Eighty-four percent of the Jefferson County Teachers Association approved the new deal Tuesday afternoon.
Tuesday night, the JCPS board voted unanimously to put the contract in place. Negotiators on both sides of the deal wanted to get a contract approved before the possibility of a state takeover.
Some of the changes in the new agreement were stated as a response to this year's state management audit.
The document specifies everything from compensation and benefits to who sets the school calendar.
There is a 0.5% raise for all JCPS teachers in the contract that is retroactive to July 1, 2018. There will be another 0.5% raise on July 1, 2019. (See page 69.)
Also included in the contract is a limit on the number of children per classroom. General class sizes for all levels cannot go above 31, except for physical education, choral and instrumental music classes. Class sizes for elementary schools are kept smaller than high schools. (Read the full breakdown on page 34.)
Some who have criticized JCPS in the past said last week that things like class-size reduction are a move in the right direction, but there's still a lot of work to do.
"You can reduce this class size," attorney Teddy Gordon said. "Everybody knows, the lower class size you have, the stronger teacher you have, the better results you have, that's a given."
Part of the contract addresses priority schools, also called enhanced support schools.
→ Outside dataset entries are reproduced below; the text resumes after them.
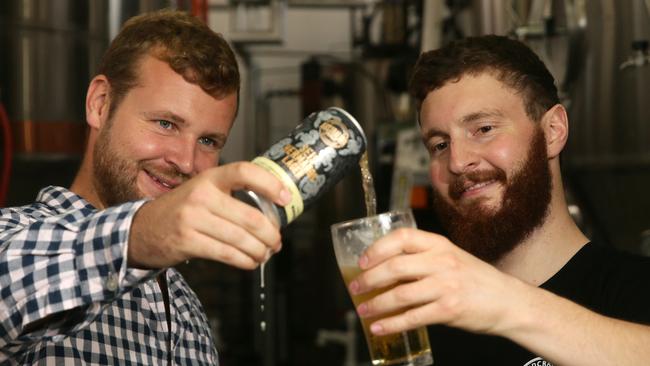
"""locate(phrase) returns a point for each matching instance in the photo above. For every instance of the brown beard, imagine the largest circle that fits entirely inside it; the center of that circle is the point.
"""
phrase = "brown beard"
(487, 233)
(114, 177)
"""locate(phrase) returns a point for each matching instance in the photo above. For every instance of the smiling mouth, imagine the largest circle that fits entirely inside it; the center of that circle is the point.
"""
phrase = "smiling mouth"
(477, 186)
(161, 181)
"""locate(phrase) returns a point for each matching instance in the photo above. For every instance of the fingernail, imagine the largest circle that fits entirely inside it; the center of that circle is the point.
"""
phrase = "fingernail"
(354, 287)
(363, 262)
(285, 196)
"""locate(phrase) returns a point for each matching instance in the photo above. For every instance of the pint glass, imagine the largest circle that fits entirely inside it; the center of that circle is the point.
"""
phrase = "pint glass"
(351, 238)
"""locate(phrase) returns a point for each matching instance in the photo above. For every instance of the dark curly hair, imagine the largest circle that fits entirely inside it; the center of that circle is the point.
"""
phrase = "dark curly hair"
(510, 61)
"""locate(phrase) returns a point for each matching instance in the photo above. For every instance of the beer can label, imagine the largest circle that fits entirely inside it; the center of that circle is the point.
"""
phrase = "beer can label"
(314, 157)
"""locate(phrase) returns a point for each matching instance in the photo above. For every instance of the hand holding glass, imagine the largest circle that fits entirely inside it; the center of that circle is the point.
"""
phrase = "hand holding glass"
(351, 238)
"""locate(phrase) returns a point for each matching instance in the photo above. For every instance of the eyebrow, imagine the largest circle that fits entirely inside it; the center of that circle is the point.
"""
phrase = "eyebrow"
(472, 117)
(219, 138)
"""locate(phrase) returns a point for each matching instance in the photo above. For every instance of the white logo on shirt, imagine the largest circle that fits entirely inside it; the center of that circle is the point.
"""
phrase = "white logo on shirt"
(538, 362)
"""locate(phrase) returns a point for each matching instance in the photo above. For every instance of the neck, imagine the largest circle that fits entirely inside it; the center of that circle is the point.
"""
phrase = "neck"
(548, 248)
(83, 183)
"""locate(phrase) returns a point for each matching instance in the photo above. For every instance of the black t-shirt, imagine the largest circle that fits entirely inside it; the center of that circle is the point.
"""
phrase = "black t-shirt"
(607, 281)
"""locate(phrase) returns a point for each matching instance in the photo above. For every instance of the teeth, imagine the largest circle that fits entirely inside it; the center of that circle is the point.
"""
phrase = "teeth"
(477, 186)
(161, 182)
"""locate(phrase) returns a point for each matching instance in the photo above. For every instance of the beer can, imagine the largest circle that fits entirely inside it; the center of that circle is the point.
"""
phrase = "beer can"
(315, 156)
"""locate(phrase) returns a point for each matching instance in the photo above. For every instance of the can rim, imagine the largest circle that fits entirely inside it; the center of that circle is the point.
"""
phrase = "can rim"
(354, 121)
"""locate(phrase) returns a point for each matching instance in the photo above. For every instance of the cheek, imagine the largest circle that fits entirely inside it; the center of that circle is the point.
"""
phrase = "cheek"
(506, 155)
(439, 176)
(206, 160)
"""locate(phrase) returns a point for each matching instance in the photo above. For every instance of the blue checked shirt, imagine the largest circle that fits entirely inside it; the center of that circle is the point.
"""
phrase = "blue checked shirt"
(67, 296)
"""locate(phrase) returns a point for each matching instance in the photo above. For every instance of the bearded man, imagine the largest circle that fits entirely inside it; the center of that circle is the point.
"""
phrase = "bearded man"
(86, 273)
(516, 282)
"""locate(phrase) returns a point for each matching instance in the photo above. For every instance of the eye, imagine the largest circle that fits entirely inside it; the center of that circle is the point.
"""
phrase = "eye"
(165, 124)
(435, 148)
(206, 141)
(485, 129)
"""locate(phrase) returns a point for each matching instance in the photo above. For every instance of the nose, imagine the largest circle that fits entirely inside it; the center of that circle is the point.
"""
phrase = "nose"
(181, 154)
(462, 157)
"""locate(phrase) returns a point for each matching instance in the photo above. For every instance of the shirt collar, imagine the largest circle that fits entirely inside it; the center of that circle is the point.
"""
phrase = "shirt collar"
(62, 199)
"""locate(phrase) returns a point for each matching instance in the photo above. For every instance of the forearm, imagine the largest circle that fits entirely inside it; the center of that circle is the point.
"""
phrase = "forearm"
(565, 333)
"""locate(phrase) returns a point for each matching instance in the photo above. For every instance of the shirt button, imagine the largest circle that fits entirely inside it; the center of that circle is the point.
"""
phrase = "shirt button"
(111, 282)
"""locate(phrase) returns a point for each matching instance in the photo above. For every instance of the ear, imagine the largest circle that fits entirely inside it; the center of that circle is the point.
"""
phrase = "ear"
(555, 124)
(97, 101)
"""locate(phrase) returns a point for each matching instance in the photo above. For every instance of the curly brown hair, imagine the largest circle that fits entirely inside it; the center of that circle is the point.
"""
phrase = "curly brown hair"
(186, 44)
(510, 61)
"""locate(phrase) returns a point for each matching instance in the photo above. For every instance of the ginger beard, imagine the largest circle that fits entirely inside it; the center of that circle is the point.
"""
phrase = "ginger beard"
(490, 233)
(115, 176)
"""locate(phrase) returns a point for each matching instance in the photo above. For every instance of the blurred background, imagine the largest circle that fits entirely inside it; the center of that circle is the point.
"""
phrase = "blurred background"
(299, 56)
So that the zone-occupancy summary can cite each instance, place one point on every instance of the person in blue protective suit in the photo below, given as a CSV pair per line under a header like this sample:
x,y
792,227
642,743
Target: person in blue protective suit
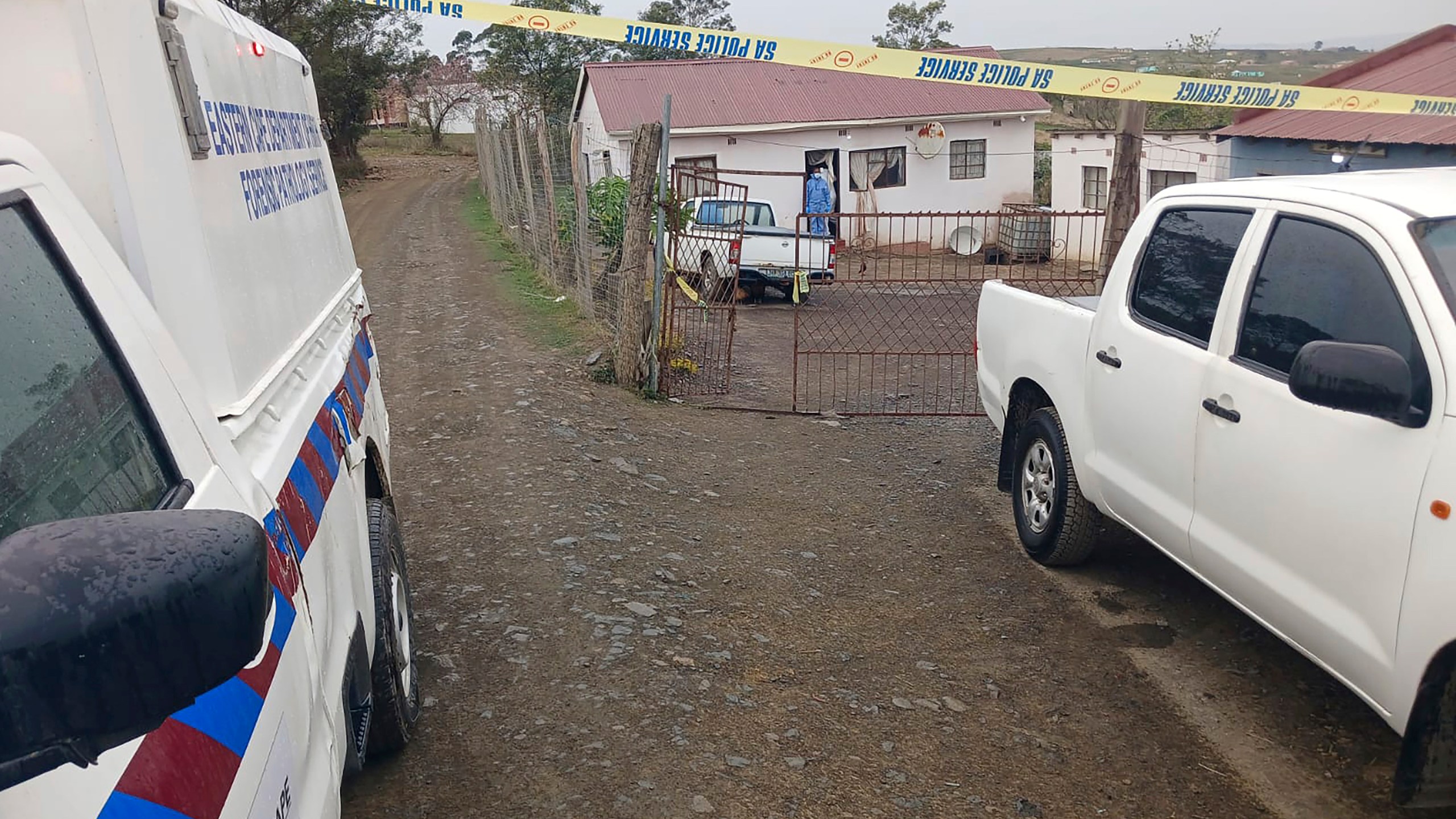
x,y
819,198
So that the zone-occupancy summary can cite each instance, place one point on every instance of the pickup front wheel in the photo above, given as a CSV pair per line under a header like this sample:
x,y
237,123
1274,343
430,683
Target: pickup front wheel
x,y
1057,525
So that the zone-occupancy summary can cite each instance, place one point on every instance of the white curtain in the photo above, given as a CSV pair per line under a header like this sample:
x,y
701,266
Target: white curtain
x,y
859,172
865,200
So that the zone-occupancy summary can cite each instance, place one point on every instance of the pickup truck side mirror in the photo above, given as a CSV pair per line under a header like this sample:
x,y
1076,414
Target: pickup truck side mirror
x,y
111,624
1359,378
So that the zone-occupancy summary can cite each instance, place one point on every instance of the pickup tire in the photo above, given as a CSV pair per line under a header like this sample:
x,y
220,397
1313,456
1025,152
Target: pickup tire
x,y
394,672
1056,522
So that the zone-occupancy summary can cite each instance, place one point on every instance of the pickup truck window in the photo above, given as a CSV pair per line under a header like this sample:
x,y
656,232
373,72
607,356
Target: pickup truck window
x,y
73,437
726,212
1184,267
1318,283
1438,238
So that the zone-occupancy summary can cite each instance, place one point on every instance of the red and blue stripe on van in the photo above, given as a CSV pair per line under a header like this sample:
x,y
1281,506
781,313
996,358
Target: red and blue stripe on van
x,y
185,768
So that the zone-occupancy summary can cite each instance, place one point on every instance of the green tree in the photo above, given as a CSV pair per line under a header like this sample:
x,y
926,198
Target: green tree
x,y
536,72
696,14
1196,57
354,51
915,27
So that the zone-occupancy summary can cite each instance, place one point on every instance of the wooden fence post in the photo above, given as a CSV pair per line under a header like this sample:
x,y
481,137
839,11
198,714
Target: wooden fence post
x,y
586,293
637,258
526,181
551,198
1124,184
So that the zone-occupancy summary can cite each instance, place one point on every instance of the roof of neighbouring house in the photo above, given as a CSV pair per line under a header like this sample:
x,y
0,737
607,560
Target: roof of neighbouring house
x,y
711,94
1423,65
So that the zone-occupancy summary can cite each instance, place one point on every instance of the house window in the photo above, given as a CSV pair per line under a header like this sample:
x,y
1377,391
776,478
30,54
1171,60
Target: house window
x,y
969,159
1094,187
877,169
1158,181
698,175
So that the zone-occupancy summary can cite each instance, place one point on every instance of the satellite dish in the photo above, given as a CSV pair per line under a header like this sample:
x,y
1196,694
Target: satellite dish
x,y
966,241
931,140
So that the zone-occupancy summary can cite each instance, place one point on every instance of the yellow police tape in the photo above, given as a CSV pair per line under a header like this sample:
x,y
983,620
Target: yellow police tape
x,y
935,66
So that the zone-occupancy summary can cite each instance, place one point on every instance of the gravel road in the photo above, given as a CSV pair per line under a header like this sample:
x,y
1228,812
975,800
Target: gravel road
x,y
632,610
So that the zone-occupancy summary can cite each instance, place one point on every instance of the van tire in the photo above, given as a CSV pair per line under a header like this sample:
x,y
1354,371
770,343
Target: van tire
x,y
1056,522
394,672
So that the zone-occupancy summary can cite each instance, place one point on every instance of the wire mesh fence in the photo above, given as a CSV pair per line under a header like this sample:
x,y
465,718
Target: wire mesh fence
x,y
536,178
896,331
702,268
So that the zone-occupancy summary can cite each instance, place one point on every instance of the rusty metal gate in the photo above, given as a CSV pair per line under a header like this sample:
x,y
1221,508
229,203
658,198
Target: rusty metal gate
x,y
700,297
895,331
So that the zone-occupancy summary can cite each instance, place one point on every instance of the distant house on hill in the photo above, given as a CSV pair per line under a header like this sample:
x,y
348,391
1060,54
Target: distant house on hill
x,y
1264,143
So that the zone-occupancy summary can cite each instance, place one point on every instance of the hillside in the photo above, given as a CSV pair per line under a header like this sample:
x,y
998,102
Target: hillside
x,y
1277,66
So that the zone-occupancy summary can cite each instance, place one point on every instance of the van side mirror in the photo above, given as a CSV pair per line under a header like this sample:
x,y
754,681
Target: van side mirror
x,y
108,626
1358,378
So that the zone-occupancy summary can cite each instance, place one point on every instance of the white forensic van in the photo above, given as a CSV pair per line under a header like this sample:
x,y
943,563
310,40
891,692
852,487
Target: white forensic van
x,y
204,610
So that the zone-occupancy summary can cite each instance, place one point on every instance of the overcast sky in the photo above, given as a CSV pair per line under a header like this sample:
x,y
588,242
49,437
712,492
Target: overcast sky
x,y
1077,22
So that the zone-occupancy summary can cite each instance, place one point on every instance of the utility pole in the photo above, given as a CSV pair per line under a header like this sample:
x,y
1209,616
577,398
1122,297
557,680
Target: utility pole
x,y
656,334
1126,183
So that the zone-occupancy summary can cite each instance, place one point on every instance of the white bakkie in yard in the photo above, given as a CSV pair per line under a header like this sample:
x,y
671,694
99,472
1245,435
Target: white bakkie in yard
x,y
1264,391
204,605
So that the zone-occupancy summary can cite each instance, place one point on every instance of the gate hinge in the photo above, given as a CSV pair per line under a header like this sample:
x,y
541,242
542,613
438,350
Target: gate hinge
x,y
184,84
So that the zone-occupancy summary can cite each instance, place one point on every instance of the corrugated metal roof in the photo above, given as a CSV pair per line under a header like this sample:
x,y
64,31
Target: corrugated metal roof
x,y
1423,65
747,92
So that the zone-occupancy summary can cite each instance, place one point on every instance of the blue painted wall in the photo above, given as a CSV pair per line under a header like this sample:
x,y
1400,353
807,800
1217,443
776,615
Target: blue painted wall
x,y
1254,156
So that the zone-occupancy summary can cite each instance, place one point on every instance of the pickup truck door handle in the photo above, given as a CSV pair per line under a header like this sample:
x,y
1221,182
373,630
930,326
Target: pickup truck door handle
x,y
1231,416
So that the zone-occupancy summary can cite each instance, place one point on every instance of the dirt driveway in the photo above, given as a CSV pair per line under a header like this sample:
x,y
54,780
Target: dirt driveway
x,y
637,610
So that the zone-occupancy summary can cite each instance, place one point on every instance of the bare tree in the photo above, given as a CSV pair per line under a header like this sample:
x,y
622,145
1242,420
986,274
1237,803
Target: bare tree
x,y
445,91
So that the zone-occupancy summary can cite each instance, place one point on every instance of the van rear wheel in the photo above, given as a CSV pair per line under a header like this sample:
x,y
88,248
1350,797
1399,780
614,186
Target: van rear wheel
x,y
394,672
1056,522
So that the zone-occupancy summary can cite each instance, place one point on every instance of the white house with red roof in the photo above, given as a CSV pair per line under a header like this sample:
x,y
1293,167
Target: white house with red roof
x,y
867,130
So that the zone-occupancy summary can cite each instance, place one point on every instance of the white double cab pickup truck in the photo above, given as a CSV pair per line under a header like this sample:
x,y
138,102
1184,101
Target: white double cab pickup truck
x,y
766,255
1264,391
204,605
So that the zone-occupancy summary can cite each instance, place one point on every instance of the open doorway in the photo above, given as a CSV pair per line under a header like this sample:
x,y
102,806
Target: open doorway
x,y
828,158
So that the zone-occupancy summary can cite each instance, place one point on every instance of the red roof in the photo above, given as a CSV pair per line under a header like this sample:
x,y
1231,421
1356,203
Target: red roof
x,y
747,92
1423,65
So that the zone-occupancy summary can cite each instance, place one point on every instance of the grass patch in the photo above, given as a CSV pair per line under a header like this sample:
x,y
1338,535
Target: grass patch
x,y
551,320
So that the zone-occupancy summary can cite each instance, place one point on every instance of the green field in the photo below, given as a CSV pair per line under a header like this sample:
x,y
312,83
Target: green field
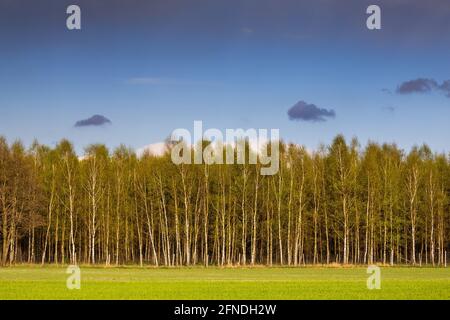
x,y
230,283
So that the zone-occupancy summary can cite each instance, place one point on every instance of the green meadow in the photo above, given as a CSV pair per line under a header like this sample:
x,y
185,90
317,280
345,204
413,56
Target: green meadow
x,y
33,282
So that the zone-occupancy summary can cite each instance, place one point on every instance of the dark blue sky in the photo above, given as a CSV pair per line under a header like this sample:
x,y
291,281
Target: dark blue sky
x,y
153,66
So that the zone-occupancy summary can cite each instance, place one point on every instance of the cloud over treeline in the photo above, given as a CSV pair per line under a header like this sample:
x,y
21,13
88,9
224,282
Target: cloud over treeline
x,y
95,120
303,111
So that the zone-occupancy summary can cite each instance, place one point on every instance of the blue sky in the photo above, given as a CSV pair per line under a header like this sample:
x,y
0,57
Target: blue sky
x,y
154,66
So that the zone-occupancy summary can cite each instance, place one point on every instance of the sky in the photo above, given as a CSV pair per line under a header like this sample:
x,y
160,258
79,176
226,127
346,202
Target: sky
x,y
139,69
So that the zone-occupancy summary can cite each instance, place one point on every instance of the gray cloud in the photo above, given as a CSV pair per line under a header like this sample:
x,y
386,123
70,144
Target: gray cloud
x,y
424,85
95,120
420,85
309,112
445,87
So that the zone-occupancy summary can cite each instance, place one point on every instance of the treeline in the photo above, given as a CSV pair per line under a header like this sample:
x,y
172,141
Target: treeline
x,y
339,204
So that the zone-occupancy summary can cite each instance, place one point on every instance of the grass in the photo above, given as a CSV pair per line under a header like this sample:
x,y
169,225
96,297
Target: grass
x,y
33,282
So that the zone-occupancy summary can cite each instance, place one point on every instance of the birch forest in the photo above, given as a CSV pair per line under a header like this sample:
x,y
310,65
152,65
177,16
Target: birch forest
x,y
339,204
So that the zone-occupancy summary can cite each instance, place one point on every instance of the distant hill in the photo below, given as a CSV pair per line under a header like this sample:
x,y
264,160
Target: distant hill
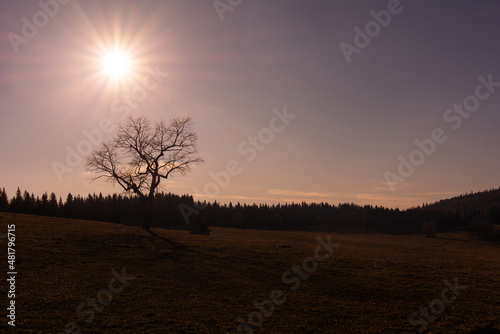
x,y
482,201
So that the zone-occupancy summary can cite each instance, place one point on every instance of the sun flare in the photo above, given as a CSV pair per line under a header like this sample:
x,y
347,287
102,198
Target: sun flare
x,y
116,64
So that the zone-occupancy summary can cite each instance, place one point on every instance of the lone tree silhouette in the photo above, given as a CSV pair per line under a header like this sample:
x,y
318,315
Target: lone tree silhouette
x,y
139,156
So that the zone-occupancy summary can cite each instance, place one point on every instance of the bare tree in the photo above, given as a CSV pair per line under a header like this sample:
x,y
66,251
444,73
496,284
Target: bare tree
x,y
139,156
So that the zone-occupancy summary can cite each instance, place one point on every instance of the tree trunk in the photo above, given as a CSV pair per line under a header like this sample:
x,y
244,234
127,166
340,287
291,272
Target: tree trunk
x,y
148,213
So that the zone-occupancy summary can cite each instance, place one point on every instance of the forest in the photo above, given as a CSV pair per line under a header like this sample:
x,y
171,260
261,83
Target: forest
x,y
174,211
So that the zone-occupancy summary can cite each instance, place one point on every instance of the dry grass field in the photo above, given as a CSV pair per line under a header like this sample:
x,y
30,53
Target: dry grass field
x,y
186,283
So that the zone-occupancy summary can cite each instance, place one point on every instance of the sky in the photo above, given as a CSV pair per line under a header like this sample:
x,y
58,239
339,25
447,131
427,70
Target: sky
x,y
369,102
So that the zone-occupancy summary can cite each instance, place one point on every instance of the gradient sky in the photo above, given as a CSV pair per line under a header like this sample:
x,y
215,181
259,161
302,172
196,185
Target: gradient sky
x,y
352,120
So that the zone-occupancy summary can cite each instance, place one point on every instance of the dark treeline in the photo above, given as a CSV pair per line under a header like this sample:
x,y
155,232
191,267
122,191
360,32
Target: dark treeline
x,y
129,210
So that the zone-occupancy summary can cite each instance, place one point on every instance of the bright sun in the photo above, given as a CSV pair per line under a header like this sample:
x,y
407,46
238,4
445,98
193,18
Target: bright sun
x,y
116,64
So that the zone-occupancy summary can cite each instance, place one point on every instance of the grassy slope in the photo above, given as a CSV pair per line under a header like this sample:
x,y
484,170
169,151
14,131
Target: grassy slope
x,y
199,284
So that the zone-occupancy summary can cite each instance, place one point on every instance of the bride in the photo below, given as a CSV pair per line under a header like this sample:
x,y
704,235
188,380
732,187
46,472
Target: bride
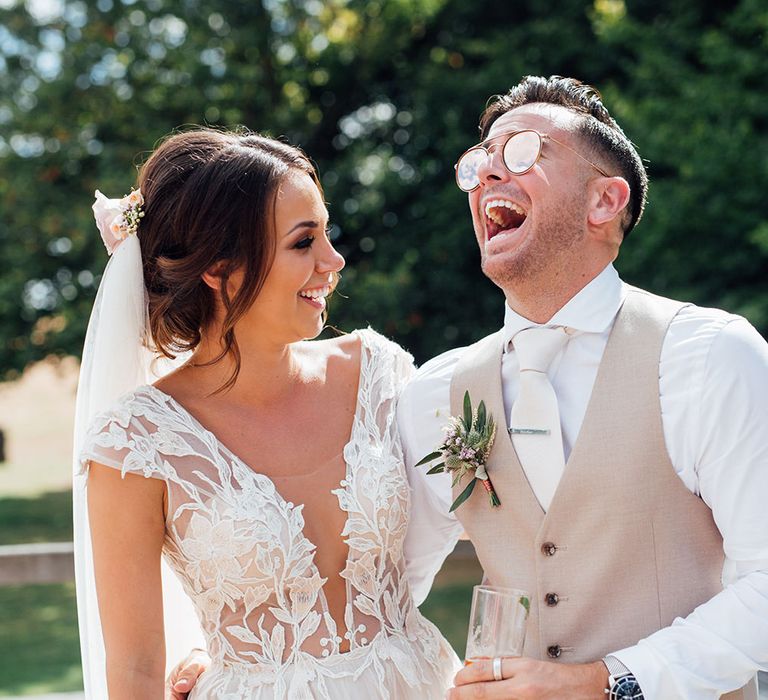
x,y
265,470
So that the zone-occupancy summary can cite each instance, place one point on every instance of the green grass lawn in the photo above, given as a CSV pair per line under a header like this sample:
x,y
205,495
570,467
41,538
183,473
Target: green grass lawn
x,y
39,648
44,518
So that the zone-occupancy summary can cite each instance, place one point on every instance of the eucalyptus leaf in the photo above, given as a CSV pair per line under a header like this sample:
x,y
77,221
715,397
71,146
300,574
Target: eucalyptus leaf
x,y
464,495
428,458
481,417
467,412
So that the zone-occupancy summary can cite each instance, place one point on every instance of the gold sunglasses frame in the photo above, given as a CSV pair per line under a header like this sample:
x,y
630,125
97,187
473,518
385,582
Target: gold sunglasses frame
x,y
509,135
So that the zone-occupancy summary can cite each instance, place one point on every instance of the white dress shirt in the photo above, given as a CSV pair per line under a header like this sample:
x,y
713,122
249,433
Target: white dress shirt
x,y
713,384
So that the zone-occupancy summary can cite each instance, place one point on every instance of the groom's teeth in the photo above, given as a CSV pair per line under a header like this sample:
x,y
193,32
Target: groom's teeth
x,y
495,203
316,293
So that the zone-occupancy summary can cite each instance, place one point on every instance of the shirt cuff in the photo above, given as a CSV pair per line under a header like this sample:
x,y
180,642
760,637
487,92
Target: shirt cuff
x,y
654,679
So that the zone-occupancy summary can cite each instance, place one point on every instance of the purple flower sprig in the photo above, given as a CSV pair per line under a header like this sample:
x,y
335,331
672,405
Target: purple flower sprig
x,y
465,449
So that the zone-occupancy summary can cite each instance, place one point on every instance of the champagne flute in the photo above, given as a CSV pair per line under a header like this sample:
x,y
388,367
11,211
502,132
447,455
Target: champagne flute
x,y
496,623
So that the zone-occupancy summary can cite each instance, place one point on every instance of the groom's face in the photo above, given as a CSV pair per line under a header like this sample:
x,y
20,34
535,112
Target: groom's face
x,y
530,225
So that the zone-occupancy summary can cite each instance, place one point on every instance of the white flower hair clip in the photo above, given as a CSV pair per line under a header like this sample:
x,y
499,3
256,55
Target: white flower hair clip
x,y
117,219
These schools are identified as low performing and referred to as Level 2 and 3 schools in the contract. (Page 86)
The document states teachers who choose to work at priority schools will get extra benefits "to better address staffing needs and promote student success."
Teachers at those schools receive a stipend of $400, four times a year. Teachers get an additional $100 for every five years they spend at the Level 2 or 3 schools.
There is an additional stipend available to teachers with eight plus years of experience who choose to transfer to a Level 2 or Level 3 school and remain there for two years.
"In the past, they said there just wasn't money to do it," JCTA President Brent McKim said. "So, I think it's a matter of the district making it a priority with us to fund these initiatives to get people to really consider our struggling schools."
Also, Level 2 and 3 schools will have five more days of professional development for teachers than other schools in the district.
Former Mill Creek Elementary School principal Faye Owens said the idea to provide incentives is a good one, but the focus should be on finding teachers driven to work at under-performing schools who are motivated by the unique challenges those schools bring.
"It's like a calling," Owens said. "Money can't buy that. I hope that all those teachers who have been working in those schools and are effective will get the benefit of being there."
The contract comes weeks before a scheduled hearing on state management of the district.
"I think teachers are relieved to have a contract, even if there were no state takeover, they're relieved to have it before school starts and to know what the new contract is going to be for the new school year," McKim said.